Van bieten en kool is bekend dat ze niet na elkaar verbouwd moeten worden, omdat ze beiden aangetast kunnen worden door het bietencystenaaltje. Witlof is erg gevoelig voor sclerotina, een schimmelziekte die ook in peulvruchten, blad-en koolgewassen voorkomt. We verbouwen witlof dus niet na deze groepen. Vruchtgewassen, bladgewassen, en kool hebben vee voeding nodig, dus die kunnen elkaar vanuit bodemvruchtbaarheidsoogpunt goed opvolgen. Wortel, aardappels en peulvruchten hebben juist minder voeding nodig en kunnen elkaar daarom ook opvolgen.
Voorbeeldschema's
Voor de uitvoering van zo'n schema moeten we de moestuin in vakken verdelen, en liefst ook een lichte afscheiding tussen de vakken maken, zodat we ze kunnen blijven onderscheiden. Houd goed bij welk vak waarvoor gebruikt is (zet er een labeltje bij) en schuif ieder jaar een vak op in één richting. Een schema met 6 vakken is eigenlijk een minimum om echt goed te kunnen profiteren van de bescherming tegen ziekten. Een volgende indeling is dan mogelijk:
peulvruchten |
aardappel |
knolgewassen |
vruchtgewassen |
bladgewassen |
koolgewassen |
In dit schema telen we dus in het eerste jaar in vak 1 peulvruchten, in vak 2 aardappel, in vak 3 knolgewassen, enzovoorts. In het jaar daarop schuiven we de peulvruchten naar vak 2, de aardappel naar vak 3, enzovoorts. In vak 1 komt dan de koolgewassen. Zo schuiven we elk jaar door.

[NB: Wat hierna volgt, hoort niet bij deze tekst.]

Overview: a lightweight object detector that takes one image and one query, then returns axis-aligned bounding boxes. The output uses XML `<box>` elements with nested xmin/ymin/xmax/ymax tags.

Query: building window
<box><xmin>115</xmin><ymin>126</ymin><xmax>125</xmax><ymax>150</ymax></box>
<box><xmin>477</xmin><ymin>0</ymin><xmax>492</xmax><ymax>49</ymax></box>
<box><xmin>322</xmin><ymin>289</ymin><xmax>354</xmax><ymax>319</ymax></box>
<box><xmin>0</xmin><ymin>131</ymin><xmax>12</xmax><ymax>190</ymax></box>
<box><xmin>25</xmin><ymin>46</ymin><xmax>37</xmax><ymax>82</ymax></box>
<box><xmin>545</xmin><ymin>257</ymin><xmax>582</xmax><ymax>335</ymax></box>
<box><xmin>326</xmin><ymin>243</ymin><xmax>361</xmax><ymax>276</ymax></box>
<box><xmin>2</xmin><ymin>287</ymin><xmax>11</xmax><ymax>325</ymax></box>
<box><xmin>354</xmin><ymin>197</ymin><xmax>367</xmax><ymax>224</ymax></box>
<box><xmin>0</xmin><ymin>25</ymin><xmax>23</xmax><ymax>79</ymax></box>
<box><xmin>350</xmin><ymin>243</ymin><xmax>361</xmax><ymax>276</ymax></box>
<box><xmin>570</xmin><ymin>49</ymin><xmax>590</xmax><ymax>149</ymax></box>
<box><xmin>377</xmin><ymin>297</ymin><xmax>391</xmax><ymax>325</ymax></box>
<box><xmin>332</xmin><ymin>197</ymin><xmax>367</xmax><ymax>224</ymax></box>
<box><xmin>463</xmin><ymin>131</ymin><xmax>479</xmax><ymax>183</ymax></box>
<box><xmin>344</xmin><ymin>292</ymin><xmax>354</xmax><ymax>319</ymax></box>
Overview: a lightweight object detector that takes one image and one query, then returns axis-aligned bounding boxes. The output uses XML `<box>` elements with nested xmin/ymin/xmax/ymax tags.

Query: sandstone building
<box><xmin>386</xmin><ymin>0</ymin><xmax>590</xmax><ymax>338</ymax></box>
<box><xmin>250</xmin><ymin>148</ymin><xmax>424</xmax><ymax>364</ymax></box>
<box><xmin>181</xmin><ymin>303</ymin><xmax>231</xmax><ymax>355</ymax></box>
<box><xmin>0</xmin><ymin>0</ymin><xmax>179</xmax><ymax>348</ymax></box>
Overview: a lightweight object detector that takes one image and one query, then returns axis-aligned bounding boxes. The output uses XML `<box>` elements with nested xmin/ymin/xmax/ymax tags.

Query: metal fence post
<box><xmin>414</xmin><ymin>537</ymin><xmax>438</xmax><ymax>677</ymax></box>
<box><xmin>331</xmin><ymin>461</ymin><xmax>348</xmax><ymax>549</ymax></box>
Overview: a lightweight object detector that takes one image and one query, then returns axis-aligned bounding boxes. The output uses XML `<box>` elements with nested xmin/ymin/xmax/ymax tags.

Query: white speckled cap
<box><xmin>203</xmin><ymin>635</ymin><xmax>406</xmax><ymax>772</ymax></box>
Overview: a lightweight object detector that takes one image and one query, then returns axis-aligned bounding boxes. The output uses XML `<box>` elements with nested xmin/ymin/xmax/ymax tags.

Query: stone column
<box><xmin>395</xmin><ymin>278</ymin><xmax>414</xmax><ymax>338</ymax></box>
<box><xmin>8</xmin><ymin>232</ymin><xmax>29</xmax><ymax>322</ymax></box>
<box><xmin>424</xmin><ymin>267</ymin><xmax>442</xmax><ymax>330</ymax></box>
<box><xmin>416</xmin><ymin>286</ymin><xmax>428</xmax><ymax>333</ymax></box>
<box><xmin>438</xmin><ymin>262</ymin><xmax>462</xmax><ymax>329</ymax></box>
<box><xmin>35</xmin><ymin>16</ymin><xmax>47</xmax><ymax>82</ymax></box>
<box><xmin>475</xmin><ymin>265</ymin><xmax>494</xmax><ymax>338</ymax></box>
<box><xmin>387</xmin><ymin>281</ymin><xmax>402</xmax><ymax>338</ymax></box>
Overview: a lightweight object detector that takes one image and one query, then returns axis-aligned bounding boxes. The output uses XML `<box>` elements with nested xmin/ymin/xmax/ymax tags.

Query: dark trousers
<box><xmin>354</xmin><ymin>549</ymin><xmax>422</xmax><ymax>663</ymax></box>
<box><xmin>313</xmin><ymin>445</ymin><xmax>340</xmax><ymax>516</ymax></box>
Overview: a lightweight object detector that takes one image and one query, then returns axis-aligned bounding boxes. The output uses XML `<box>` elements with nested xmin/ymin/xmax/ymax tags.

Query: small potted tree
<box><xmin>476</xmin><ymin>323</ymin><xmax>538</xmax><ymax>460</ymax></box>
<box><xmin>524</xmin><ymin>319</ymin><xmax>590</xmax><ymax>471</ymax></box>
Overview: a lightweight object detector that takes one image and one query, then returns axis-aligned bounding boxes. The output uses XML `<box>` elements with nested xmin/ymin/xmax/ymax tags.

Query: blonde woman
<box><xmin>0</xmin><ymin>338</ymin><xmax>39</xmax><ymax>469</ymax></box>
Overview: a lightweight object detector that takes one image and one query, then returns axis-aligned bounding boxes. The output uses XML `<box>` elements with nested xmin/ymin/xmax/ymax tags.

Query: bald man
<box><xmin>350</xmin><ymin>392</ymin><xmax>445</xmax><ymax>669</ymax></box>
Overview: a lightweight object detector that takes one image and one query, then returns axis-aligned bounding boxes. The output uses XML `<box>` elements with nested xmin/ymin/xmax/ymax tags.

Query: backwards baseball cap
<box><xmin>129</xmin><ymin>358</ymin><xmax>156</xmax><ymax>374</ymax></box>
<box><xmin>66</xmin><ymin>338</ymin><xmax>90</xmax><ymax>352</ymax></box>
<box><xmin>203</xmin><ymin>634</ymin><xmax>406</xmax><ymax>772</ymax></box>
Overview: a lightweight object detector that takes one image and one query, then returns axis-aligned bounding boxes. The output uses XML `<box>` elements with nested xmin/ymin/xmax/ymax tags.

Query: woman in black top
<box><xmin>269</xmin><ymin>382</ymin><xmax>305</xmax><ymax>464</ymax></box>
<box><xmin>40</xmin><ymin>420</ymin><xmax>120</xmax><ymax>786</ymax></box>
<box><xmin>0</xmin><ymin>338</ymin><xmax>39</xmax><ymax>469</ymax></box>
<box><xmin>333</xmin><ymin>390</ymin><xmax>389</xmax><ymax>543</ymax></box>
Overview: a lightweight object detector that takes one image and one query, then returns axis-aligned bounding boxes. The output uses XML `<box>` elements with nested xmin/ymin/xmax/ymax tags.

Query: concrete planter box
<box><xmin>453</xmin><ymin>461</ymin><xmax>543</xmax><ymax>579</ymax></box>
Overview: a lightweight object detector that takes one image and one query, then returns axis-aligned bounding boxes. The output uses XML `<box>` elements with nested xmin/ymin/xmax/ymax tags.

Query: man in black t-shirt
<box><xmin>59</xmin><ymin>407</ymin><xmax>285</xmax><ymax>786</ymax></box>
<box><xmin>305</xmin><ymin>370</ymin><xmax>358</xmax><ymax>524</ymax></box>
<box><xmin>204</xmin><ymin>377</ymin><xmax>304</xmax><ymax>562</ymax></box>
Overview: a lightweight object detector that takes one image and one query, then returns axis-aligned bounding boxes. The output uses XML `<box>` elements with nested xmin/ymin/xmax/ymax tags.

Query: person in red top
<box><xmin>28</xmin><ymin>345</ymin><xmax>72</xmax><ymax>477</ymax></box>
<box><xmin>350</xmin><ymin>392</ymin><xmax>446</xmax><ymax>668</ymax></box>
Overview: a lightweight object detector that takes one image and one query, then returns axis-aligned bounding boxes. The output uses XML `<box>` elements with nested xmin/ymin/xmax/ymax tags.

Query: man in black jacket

In een klein moestuintje kunnen we enerzijds blad en vrucht combineren en anderzijds wortel en aardappel. Zo komen we tot 4 groepen en kunnen we een indeling maken in 4 vakken:
peulvruchten |
aardappel en knolgewassen |
blad-en vruchtgewassen |
koolgewassen |
Meerdere gewassen na elkaar in hetzelfde jaar
Vooral als we een klein tuintje hebben, zullen we nog al eens een na-teelt van het een of ander willen verbouwen, bv kool na vroege aardappelen, andijvie na veldsla, enzovoorts. We moeten echter rekening blijven houden met de wachttijden: Na kool willen het liefst 5 jaar wachten, in elk geval 3 jaar (korte schema). Dit blijft gelden als we er ergens een teelt tussen persen. Het veiligste in dit geval is de na-teelten te beperken tot bladgewassen, die zijn wat minder gevoelig wat betreft ziekten.
overblijvende gewassen
Een aantal gewassen staat altijd langer dan 1 jaar en maakt daarom geen deel uit van een gewaswisselingsschema: asperge, rabarber, brave hendrik, aardpeer, artisjok. Bij een indeling van een moestuin is het goed om een apart vak voor deze overblijvende gewassen in te ruimen.
Geraadpleegde literatuur
[1] Velt: Handboek ecologisch tuinieren, Berchem, België 2006.